Add to these laws the principle of increase: what we sow will come back to us as multiplied (both good and evil). For they sow the wind, and they reap the whirlwind Hosea 8:7a (NAS). The laws of God are both natural and spiritual: For example, in physics, "for every action there is an equal and opposite reaction"; in the spiritual...whatever a man sows, this he will also reap Galatians 6:7b (NAS).

So why do we need to be healed?
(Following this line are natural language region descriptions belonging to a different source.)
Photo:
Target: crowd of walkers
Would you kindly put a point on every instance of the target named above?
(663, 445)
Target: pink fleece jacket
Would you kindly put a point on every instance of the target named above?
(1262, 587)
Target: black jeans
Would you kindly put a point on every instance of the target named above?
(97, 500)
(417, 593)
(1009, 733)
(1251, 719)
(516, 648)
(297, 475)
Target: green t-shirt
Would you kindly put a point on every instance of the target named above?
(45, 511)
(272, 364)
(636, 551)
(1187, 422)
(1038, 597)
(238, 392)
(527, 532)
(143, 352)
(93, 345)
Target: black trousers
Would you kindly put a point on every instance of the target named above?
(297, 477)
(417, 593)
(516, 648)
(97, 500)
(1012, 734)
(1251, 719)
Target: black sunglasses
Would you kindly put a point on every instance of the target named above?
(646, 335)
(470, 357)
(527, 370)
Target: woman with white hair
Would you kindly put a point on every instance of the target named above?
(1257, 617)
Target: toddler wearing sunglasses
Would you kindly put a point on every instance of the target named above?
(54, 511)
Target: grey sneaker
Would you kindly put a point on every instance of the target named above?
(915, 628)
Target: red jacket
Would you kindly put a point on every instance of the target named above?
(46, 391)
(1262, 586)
Although Christ has fully accomplished our death on the cross, our carnal nature refuses to stay dead-it springs back to life: See to it that no one comes short of the grace of God; that no root of bitterness springing up causes trouble, and by it many be defiled... Hebrews 12:15 (NAS).
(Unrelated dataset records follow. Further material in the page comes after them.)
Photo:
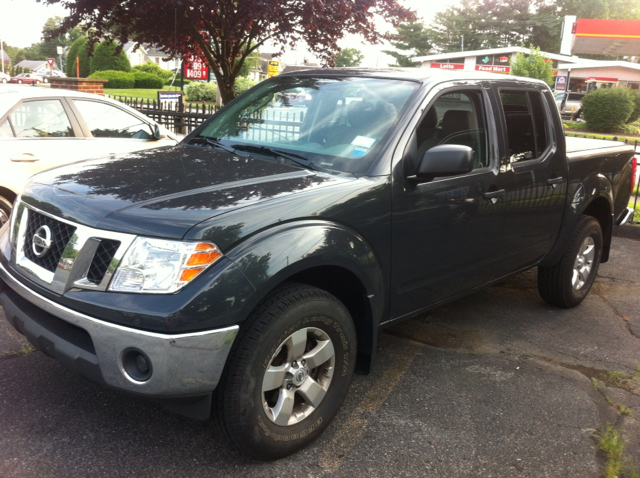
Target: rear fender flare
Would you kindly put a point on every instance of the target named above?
(593, 196)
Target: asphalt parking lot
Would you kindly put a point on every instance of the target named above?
(499, 384)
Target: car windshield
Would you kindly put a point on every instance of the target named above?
(332, 123)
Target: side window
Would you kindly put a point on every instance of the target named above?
(454, 118)
(41, 119)
(525, 117)
(107, 121)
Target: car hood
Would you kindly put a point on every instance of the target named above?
(164, 192)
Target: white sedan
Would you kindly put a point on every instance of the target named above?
(41, 128)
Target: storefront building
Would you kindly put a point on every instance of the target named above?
(573, 71)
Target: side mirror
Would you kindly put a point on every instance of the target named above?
(444, 160)
(157, 134)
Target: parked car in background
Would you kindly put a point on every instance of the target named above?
(569, 102)
(53, 73)
(41, 129)
(28, 78)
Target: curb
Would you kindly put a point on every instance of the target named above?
(627, 231)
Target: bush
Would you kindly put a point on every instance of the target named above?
(147, 80)
(606, 110)
(243, 84)
(78, 49)
(105, 58)
(117, 79)
(151, 67)
(197, 91)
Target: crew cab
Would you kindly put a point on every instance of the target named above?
(246, 272)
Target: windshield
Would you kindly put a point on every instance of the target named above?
(333, 123)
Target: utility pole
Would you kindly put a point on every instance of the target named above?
(2, 54)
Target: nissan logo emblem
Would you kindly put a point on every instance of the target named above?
(42, 240)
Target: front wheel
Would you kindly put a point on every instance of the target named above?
(288, 373)
(568, 282)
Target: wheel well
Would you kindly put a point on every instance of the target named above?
(601, 211)
(8, 194)
(346, 286)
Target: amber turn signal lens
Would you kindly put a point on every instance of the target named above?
(203, 258)
(204, 246)
(188, 274)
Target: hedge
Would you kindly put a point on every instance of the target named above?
(606, 110)
(147, 80)
(117, 79)
(197, 91)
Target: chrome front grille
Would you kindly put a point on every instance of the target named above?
(60, 233)
(101, 260)
(65, 255)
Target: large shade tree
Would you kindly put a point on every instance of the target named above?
(225, 33)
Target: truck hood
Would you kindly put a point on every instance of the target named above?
(164, 192)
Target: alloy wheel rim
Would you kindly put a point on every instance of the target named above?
(298, 376)
(583, 264)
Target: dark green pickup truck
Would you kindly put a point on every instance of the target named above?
(246, 272)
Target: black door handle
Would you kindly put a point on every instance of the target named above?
(553, 181)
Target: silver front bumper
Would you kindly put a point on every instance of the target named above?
(182, 365)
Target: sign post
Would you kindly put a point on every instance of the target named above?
(274, 68)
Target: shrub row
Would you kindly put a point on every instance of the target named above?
(607, 110)
(123, 80)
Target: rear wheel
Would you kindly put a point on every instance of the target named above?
(568, 282)
(288, 373)
(5, 210)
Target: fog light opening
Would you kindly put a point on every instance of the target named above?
(137, 365)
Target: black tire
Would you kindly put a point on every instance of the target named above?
(294, 316)
(568, 282)
(5, 210)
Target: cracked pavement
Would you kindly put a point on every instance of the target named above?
(497, 384)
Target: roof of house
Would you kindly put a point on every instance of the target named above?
(32, 64)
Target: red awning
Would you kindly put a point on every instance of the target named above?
(607, 37)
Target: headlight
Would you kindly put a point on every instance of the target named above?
(160, 266)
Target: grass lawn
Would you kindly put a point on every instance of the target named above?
(139, 92)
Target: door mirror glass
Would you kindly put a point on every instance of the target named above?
(445, 160)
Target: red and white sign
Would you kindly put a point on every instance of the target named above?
(494, 68)
(601, 78)
(448, 66)
(195, 68)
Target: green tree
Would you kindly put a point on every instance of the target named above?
(534, 65)
(78, 50)
(348, 57)
(412, 37)
(107, 57)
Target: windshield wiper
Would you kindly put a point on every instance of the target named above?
(276, 153)
(213, 142)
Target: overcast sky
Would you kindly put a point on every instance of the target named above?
(21, 24)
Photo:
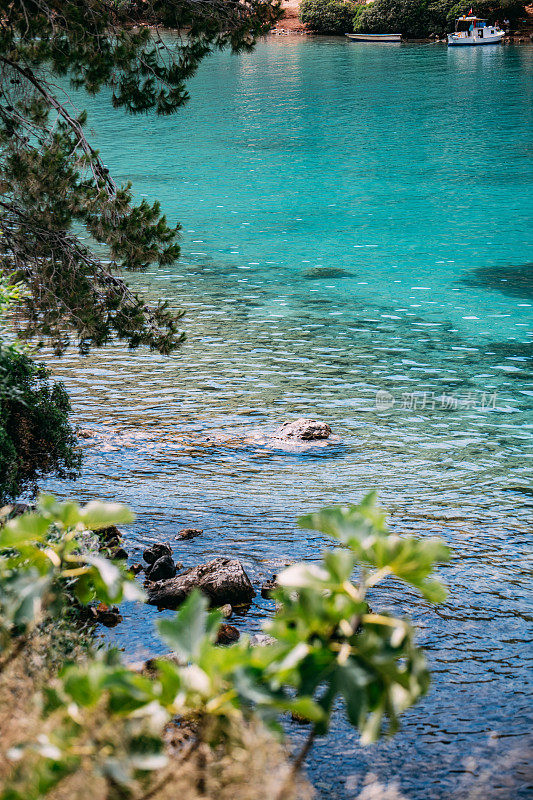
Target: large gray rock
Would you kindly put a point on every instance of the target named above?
(302, 428)
(222, 580)
(157, 551)
(161, 569)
Many Christians have rightly celebrated salvation as a free gift but have not understood that they are to grow up in it. They have celebrated with Paul that by one offering He has perfected for all time those who are [being] sanctified (Hebrews 10:14) without understanding sanctification as a process and without acknowledging with Paul, Not that I have already obtained it, or have already become perfect, but I press on in order that I may lay hold of that for which also I was laid hold of by Christ Jesus (Philippians 3:12).

As Christians, we tend to press on in terms of managing behavior rather than renewing our mind and receiving a new heart, which naturally changes behavior. Many have tried to forget "what lies behind" (Philippians 3:13) by ignoring the past rather than by letting the Holy Spirit search the innermost parts of the heart in order to allow Jesus to deal specifically with deeply ingrained attitudes. They have attempted to put aside the old self with its practices of anger, wrath, malice and slander, as if these were present, external expressions only, whereas Jesus called the Pharisees (and us) to "clean the INSIDE of the cup" (Matthew 23:36).
So, this is what I have in front of me today. Throughout my life I have felt Scripture get that amplified, bullhorn effect when I come across various passages regarding healing, restoration, speaking, and "being a prophet". Inner healing is a term for what I have experienced as being snatched from the brink of despair, having prison doors unlocked, having the tomb opened, my name called, and bandages untied. With all my heart, this is the gift I would long to be able to give to someone else, or, really, simply see someone else have whether or not I had any part in it.

This is what I have in front of me today.

1 comment:

Angela said...

Marie! So much good in there. I, too, love the St. Ignatius prayer. It carried me through the most important year of my life, and I believe that the fruit of continually returning to those words in prayer helped to accomplish some serious inner cleaning. I can't even get through the first couple bars of hearing the song without all those memories of that prayer's blessings welling up in me (now if we could just get Alicia to sing it at Mass!).